Autre intérêt du rapport, celui de revenir sur le droit international applicable, et très rarement évoqué.

En premier lieu peut être évoqué le droit international humanitaire qui prévoit, dans le cadre d’un conflit, la responsabilité de l’État engageant, et encadrant le recours au mercenariat, bien que ces questions soient encore largement débattues aujourd’hui. Ensuite, le document de Montreux (17 septembre 2008), référence internationale en matière d’obligations juridiques et bonnes pratiques étatiques concernant le recours à ces sociétés dans le cadre de conflits armés, ainsi que le Code de conduite (ICoC) adopté le 9 novembre 2010 et signé par plus de soixante entreprises. Cependant, ces divers instruments concernent les conflits armés. Peut-on considérer la piraterie maritime comme relevant du conflit armé ? Certainement pas. A l’instar de la réglementation nationale, le droit international ne semble guère plus prolixe.

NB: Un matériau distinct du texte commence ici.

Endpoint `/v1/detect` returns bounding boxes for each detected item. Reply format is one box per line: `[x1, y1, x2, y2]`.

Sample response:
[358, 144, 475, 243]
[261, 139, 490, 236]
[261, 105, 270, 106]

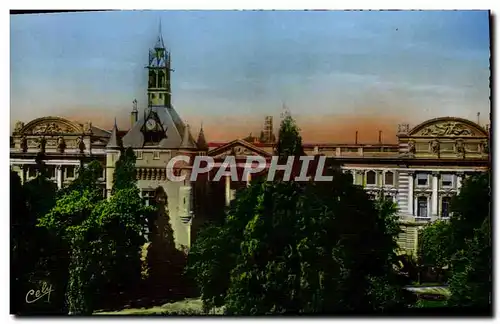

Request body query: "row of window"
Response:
[415, 196, 452, 218]
[415, 173, 454, 188]
[136, 151, 160, 160]
[26, 165, 76, 179]
[365, 170, 395, 186]
[361, 170, 456, 188]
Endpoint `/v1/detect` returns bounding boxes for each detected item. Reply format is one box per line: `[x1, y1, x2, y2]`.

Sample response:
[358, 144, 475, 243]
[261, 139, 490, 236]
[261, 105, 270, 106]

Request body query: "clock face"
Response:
[146, 119, 157, 131]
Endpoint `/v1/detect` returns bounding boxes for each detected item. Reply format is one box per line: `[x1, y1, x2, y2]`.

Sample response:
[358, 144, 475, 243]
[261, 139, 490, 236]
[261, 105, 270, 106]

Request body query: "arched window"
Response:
[158, 71, 165, 88]
[384, 171, 394, 185]
[366, 170, 376, 185]
[148, 71, 156, 88]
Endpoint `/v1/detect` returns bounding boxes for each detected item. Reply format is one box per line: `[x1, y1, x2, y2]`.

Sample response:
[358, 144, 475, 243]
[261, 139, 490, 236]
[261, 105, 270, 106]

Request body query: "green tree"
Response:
[38, 161, 105, 314]
[10, 165, 60, 314]
[418, 220, 452, 278]
[446, 172, 491, 308]
[112, 147, 137, 192]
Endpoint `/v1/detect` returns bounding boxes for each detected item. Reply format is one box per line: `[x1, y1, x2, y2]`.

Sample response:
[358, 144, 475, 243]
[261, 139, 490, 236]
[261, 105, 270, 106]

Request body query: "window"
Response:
[441, 174, 453, 188]
[384, 171, 394, 186]
[27, 166, 37, 178]
[366, 170, 376, 185]
[66, 165, 75, 179]
[441, 196, 451, 217]
[137, 151, 143, 160]
[159, 93, 163, 99]
[46, 165, 56, 179]
[151, 93, 156, 99]
[417, 196, 428, 217]
[416, 173, 428, 186]
[153, 151, 160, 160]
[142, 190, 156, 207]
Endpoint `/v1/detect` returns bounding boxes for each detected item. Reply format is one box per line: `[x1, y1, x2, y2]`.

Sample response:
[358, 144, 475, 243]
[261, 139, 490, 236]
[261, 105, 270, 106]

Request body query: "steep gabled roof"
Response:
[121, 105, 197, 149]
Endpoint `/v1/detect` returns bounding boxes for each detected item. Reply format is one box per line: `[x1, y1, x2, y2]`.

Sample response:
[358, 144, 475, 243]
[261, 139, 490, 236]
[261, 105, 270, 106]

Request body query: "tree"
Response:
[112, 147, 137, 193]
[38, 161, 105, 314]
[418, 220, 452, 280]
[188, 113, 411, 314]
[446, 172, 491, 308]
[10, 166, 61, 315]
[39, 155, 153, 314]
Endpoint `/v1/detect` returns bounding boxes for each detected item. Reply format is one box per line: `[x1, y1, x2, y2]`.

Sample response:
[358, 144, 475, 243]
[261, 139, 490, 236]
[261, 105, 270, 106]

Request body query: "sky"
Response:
[10, 10, 491, 143]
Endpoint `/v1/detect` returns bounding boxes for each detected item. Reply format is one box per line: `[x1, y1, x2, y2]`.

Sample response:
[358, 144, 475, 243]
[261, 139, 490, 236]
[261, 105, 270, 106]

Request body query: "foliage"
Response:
[11, 168, 62, 314]
[274, 113, 304, 161]
[416, 172, 491, 308]
[37, 151, 152, 314]
[112, 147, 137, 193]
[447, 216, 491, 308]
[418, 220, 452, 269]
[188, 113, 411, 314]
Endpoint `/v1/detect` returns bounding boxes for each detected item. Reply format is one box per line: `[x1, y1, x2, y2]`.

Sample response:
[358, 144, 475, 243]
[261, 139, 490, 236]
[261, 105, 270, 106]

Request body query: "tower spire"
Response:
[197, 122, 208, 150]
[155, 18, 165, 49]
[107, 117, 121, 149]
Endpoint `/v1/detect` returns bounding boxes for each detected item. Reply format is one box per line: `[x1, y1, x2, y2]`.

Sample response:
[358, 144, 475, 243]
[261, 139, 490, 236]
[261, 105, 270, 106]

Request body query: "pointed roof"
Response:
[155, 19, 165, 49]
[106, 118, 121, 149]
[121, 105, 197, 149]
[196, 123, 208, 150]
[180, 123, 197, 149]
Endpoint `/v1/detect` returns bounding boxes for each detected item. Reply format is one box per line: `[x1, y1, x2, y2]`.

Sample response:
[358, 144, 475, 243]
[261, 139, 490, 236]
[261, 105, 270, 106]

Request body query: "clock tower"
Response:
[146, 20, 173, 107]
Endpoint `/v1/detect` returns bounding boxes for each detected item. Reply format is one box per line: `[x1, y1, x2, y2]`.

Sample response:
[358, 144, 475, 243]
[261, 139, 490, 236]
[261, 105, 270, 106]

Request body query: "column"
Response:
[246, 173, 252, 187]
[408, 172, 414, 215]
[431, 172, 439, 216]
[20, 165, 26, 185]
[225, 175, 231, 207]
[456, 173, 463, 193]
[56, 165, 63, 189]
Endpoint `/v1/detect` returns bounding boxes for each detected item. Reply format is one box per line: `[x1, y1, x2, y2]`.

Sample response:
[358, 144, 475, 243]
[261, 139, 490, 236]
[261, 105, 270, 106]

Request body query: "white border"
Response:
[2, 3, 497, 323]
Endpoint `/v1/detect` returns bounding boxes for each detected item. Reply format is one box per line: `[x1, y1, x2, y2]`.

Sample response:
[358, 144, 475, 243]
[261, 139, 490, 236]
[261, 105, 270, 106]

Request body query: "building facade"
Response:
[10, 28, 491, 255]
[205, 117, 490, 255]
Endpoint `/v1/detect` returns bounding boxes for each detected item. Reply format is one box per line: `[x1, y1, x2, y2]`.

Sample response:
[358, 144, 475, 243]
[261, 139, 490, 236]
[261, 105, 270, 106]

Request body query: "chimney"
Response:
[355, 131, 358, 145]
[378, 130, 382, 144]
[477, 112, 480, 125]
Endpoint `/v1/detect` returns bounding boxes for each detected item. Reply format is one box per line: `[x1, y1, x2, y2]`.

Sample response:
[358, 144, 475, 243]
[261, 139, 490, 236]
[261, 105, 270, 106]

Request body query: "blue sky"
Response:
[10, 10, 490, 140]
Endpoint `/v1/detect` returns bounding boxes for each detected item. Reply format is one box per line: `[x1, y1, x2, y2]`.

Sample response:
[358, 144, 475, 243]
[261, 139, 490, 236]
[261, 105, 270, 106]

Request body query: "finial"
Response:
[132, 99, 138, 112]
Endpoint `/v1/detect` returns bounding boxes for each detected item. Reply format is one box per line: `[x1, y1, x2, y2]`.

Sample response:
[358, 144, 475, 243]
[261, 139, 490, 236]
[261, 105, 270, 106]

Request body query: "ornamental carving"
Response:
[77, 137, 86, 153]
[20, 135, 28, 153]
[38, 137, 47, 153]
[407, 140, 416, 154]
[481, 141, 489, 154]
[430, 139, 440, 155]
[398, 123, 409, 134]
[455, 139, 465, 158]
[30, 122, 73, 135]
[420, 122, 473, 137]
[57, 137, 66, 153]
[14, 121, 24, 133]
[83, 122, 93, 134]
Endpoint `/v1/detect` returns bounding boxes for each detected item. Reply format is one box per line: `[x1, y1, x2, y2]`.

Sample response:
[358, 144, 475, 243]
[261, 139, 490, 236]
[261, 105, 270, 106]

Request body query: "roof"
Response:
[121, 105, 197, 149]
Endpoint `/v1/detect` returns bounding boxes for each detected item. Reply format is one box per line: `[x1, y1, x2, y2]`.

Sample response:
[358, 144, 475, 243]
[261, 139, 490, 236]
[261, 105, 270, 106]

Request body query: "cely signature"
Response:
[25, 281, 54, 304]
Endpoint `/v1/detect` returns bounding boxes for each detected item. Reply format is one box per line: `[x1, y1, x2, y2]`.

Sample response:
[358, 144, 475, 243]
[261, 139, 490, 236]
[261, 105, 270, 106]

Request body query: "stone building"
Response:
[10, 116, 110, 192]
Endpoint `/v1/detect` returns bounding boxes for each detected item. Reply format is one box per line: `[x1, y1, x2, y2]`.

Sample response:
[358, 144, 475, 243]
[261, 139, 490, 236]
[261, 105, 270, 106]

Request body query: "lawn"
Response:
[94, 298, 224, 315]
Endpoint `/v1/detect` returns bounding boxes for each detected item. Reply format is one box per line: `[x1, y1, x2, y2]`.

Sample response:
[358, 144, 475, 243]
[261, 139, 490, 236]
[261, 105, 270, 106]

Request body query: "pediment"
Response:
[14, 116, 88, 136]
[208, 139, 272, 159]
[408, 117, 488, 138]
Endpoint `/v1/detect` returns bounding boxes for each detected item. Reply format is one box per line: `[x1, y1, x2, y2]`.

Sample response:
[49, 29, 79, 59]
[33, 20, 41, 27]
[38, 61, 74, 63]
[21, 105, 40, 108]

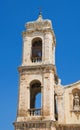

Les rapporteurs plaident donc pour une évolution « indispensable » du cadre législatif et réglementaire dans un sens favorable à l’ouverture du recours aux ESSD. Notamment, une procédure de labellisation pourrait être créée, permettant ainsi de certifier les entreprises et de garantir alors leurs qualités et moralité, caractère certainement le plus sensible et au cœur de la discussion.

Nous pouvons regretter que certains aspects pourtant fondamentaux ne soient pas ou peu abordés dans le rapport, ou encore peu développés : la question notamment de la responsabilité en cas d'incidents aurait mérité un approfondissement et permis un éclaircissement sur un point qui constitue très certainement une des raisons principales de la non-admission du recours aux gardes armés privés à bord des navires. La responsabilité d'un incident devra-t-elle être imputée à l'Etat? Si oui, lequel? Celui du pavillon, celui d'immatriculation de la société, celui dont relève le dirgeant? Ou alors, devra-t-elle imputée uniquement à la société en question?

De plus, l’embarquement à bord des navires de gardes armés privés ne dépendra pas seulement de l’évolution de la position française. Si, en effet, règne en haute mer le principe de liberté, et permet donc aux navires de voyager avec des gardes armés à bord ne dépendant pas des forces militaires nationales, les choses peuvent se compliquer dans les eaux sous souveraineté nationale, pour lesquelles seul l’État côtier est compétent en matière de police, et dont la réglementation peut parfois interdire le transit de navires transport des armes. Le problème appelle donc une réflexion plus large pour pouvoir évoluer favorablement. Ce rapport a le mérite de soulever une question considérée jusqu'ici comme taboue; pouvons-nous dès lors espérer une évolution de la position française?